GPR126 is necessary for Schwann cell myelination. Knockouts of this adhesion GPCR in both Danio rerio and Mus musculus result in an arrest at the promyelinating stage. Schwann cells arise from the neural crest, which migrates to peripheral nerves to form either myelinating or non-myelinating cells. In GPR126 knockouts, these precursor cells develop to the promyelinating stage, where they have wrapped approximately 1.5 times. Myelination is arrested at the promyelinating stage and in fish no myelin basic protein can be detected.
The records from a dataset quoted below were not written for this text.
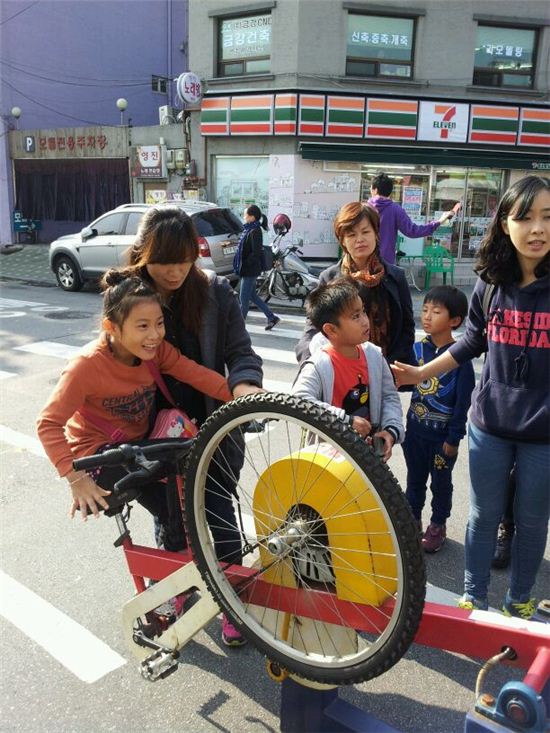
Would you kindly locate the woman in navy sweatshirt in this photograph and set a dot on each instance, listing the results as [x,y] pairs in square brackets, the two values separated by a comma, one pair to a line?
[510,417]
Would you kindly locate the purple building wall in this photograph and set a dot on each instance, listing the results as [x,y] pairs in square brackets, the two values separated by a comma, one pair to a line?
[66,62]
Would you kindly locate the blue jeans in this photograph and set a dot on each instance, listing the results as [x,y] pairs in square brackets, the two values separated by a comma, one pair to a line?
[491,460]
[248,293]
[426,458]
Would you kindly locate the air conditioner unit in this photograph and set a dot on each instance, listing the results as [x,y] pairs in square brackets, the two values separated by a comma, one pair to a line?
[167,115]
[170,160]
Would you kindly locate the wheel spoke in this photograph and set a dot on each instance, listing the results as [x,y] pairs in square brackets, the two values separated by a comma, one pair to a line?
[333,583]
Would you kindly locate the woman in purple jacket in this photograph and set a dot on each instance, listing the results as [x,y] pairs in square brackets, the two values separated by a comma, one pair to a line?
[393,218]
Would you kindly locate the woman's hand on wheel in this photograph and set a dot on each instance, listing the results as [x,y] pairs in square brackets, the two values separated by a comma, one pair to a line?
[87,495]
[243,389]
[388,444]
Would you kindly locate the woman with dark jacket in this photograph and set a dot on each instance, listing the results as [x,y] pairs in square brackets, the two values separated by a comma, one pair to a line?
[249,263]
[203,320]
[382,287]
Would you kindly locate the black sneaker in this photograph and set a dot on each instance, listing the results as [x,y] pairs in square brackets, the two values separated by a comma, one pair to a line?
[272,322]
[503,550]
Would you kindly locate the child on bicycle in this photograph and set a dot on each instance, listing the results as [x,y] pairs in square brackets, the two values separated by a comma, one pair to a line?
[345,373]
[110,383]
[436,420]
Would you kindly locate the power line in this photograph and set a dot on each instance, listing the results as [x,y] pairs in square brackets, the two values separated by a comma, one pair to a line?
[24,10]
[51,109]
[75,83]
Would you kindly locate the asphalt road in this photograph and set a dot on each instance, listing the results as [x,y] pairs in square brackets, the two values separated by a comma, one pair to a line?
[64,663]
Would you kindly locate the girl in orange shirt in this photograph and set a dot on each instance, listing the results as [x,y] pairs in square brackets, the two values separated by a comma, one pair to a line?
[110,383]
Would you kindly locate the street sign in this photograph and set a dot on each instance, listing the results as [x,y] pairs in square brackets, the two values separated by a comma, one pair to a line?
[189,87]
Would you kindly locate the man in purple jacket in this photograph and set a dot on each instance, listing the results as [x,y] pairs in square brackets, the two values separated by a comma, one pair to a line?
[393,218]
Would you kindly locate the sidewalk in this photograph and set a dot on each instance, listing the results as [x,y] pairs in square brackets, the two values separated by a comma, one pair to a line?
[31,265]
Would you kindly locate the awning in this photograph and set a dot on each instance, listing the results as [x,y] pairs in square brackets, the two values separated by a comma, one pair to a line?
[421,155]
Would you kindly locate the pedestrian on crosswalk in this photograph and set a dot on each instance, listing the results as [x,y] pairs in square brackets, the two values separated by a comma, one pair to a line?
[249,263]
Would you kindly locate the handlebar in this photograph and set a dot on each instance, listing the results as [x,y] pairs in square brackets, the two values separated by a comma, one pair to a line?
[131,455]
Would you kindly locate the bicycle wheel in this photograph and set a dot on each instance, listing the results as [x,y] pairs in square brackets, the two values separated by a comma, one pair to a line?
[331,582]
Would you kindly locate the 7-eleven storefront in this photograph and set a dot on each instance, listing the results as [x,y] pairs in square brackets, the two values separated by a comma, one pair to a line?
[307,154]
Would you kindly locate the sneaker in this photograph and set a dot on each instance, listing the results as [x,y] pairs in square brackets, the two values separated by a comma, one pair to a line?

In fish this can be rescued by adding forskolin during development, which rescues myelin basic protein expression.

===Bone marrow and hematapoietic stem cells===
GPR56 may play a role in the interactions between bone marrow and hematopoietic stem cells.

===Disease===
Loss of function mutations have been shown in a number of adhesion GPCRs, including GPR56, GPR126 and VLRG1. Many mutations affect function via decreased cell surface expression or inhibition of autoproteolysis within the GAIN domain.
Mutations in GPR56 result in bilateral frontoparietal polymicrogyria in humans, characterized by abnormal neuronal migration and surface ectopias., Variants of GPR126 have been associated with adolescent idiopathic scoliosis, as well as being responsible for severe arthrogryposis multiplex congenita. Gain of function mutations within the GAIN domain of EMR2 have been shown to result in excessive degranulation by mast cells resulting in vibratory urticaria.